"The best that I can hope is that this has just opened a window, and that as you look through it you are seeing one thing - how superior is Jesus Christ to all else!"
- T. Austin-Sparks
January 27
One thing I know: that though I was blind, now I see. (John 9:25)
What is the beginning of the Christian life? It is a seeing. It must be a seeing. The very logic of things demands that it shall be a seeing; for this reason – that the whole of the Christian life is to be a progressive movement along one line, to one end. That line and that end is Christ. That was the issue with the man born blind in John 9. You will remember how, after they cast him out, Jesus found him, and said to him, "Dost thou believe on the Son of God?" and the man answered and said, "And who is He, Lord, that I may believe on Him?" Jesus said unto him, "Thou hast both seen Him and He it is That speaketh with thee." And he said, "Lord, I believe." And he worshiped Him.
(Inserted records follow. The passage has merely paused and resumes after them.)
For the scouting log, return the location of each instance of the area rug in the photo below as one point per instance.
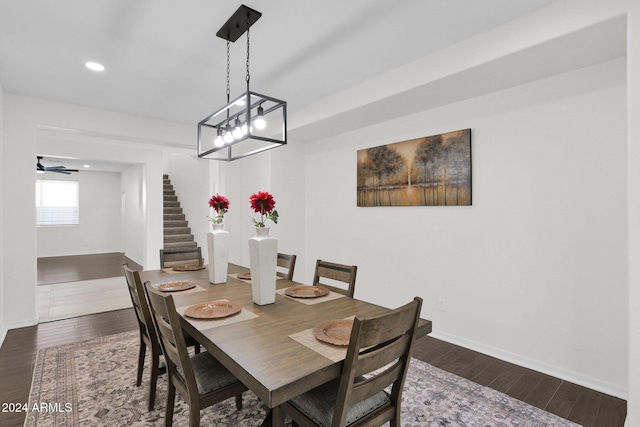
(93, 384)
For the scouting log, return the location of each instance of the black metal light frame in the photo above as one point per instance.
(242, 112)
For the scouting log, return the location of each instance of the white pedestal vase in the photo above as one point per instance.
(263, 253)
(218, 242)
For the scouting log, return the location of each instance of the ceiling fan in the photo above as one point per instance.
(58, 169)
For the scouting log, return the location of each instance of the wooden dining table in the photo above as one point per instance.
(268, 347)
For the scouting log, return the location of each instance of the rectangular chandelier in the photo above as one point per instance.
(249, 124)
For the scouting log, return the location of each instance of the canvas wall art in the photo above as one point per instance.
(429, 171)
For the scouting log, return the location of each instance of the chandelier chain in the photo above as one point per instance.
(248, 43)
(228, 65)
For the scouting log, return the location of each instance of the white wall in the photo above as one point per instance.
(281, 172)
(3, 329)
(99, 229)
(133, 187)
(535, 270)
(633, 149)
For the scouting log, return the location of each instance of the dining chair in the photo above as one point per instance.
(174, 257)
(201, 379)
(378, 356)
(148, 335)
(286, 264)
(338, 272)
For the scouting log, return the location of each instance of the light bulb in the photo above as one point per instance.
(228, 136)
(259, 122)
(219, 141)
(237, 130)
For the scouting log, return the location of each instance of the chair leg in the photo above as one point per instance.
(143, 351)
(155, 367)
(171, 397)
(194, 416)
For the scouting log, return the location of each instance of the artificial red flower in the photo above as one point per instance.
(221, 205)
(264, 204)
(218, 203)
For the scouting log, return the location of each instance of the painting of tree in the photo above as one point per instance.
(430, 171)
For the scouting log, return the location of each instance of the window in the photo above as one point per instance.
(57, 202)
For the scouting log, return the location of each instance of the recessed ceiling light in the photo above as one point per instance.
(94, 66)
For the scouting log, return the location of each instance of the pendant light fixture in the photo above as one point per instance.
(250, 123)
The issue of spiritual sight is the recognition of the Lord Jesus, and it is going to be that all the way through from start to finish.
We may say that our salvation was a matter of seeing ourselves as sinners. But had it been left there it would have been a poor lookout for us. No, the whole matter is summed up into seeing Jesus; and when you really see Jesus, what happens? What happened to Saul of Tarsus? Well, a whole lot of things happened, and mighty things which nothing else would have accomplished. You would never have argued Saul of Tarsus into Christianity; you would never have frightened him into Christianity; you would never have either reasoned or emotionalized him into being a Christian. To get that man out of Judaism needed something more than could have been found on this earth. But he saw Jesus of Nazareth, and that did it. He is out, he is an emancipated man, he has seen.